I never lost hope for my son…even as he took his final breath, I held on for a resurrection like Lazarus. “Come on, God,” I said. “Please, you brought Lazarus back from the dead. Please, please God, bring him back.” In grief we sometimes think in unrealities. In my head I know Rikki would not rise up from his shroud of death, but I so wanted to believe he would. Eight years later, I see the woman who was in utter grief with a shattered heart that oozed out sorrow in every aspect of my life.
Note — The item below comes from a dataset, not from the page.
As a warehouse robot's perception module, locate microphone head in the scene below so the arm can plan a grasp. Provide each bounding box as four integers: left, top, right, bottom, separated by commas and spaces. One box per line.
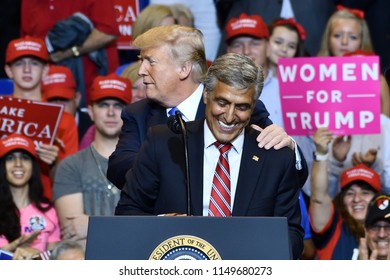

I had to let go of my hope for my son; he died, and I will not see him again in this life. Perhaps I will see him in the moon, in the sunrise… I’ll hear his voice in the howling wind. I’ll never let go of his memory, even though I’ve had to let go of him. Does that make sense? I wanted to do as Hemingway did and end my life. The pain was greater than I could handle – at the time. I get it Joe. The pain is so overwhelming that sometimes, in order to get through the days and nights, I’ve had to shut down just to be able to put one foot in front of the other.
The pain will never be gone completely, but the intensity does decrease over the months and years. I thought my life was over when Rikki died. The adjustment to him not being physically present was more than I could handle at the time, so I stagnated, and writhed in my sorrow for so long I forgot how to live in the world. I died when Rikki died, perhaps not a physical death, but a spiritual one. I don’t mean I abandoned the God of my understanding; I felt abandoned. I felt cheated. I felt wounded deep in my consciousness by “God”.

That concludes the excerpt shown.